The Spirit is at work in the world ahead of us – a wonderful little nugget hidden away in our church mission statement. And it makes all the difference. It is not all on us. Church is not our project, but God calling people into one body, one people. God calling us into life, into joy. And if God is doing the work, let’s not get in the way!
In fact, let’s go treasure hunting. I can see the Spirit putting up little trail ducks around our city to show where God is at work. We have to look for them to find them. They won’t demand our attention.
Like in church on Sunday. We have guests among us almost every week. Many churches don’t have this expereince. It is one of our assets. But do we notice? Often not. I had an argument with a member who finally resorted to calling me a liar because he did not see any guests. On the other hand, we have the Not Yet Supper Club – a comfy place to invite someone into community in a casual way. A place to be known, which is what most of us are looking for. What a gift! A seed, a trail duck.

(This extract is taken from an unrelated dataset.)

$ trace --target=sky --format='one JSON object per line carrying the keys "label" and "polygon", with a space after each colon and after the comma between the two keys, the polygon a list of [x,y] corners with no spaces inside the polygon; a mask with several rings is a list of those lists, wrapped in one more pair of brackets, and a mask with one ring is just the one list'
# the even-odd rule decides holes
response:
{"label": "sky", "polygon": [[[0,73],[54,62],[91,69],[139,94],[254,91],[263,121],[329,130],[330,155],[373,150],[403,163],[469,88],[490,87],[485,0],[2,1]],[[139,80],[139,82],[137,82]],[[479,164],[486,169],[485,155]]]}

I have a feeling that the more we look, the more we will find. Because God really is at work in our world ahead of us. And we are invited to join the joy. And sometimes that just means taking off your shoes.
One of the poems which turned me on to poetry is this excerpt from Elizabeth Barrett Browning:
…Earth’s crammed with heaven,
And every common bush afire with God,
But only one who sees takes off their shoes;
The rest sit round it and pluck blackberries…
[Elizabeth Barrett Browning, Aurora Leigh (1857), Book VII, l. 812-826]
Blackberries are wonderful! …And – I want to practice taking off my shoes – for joy, in gratitude.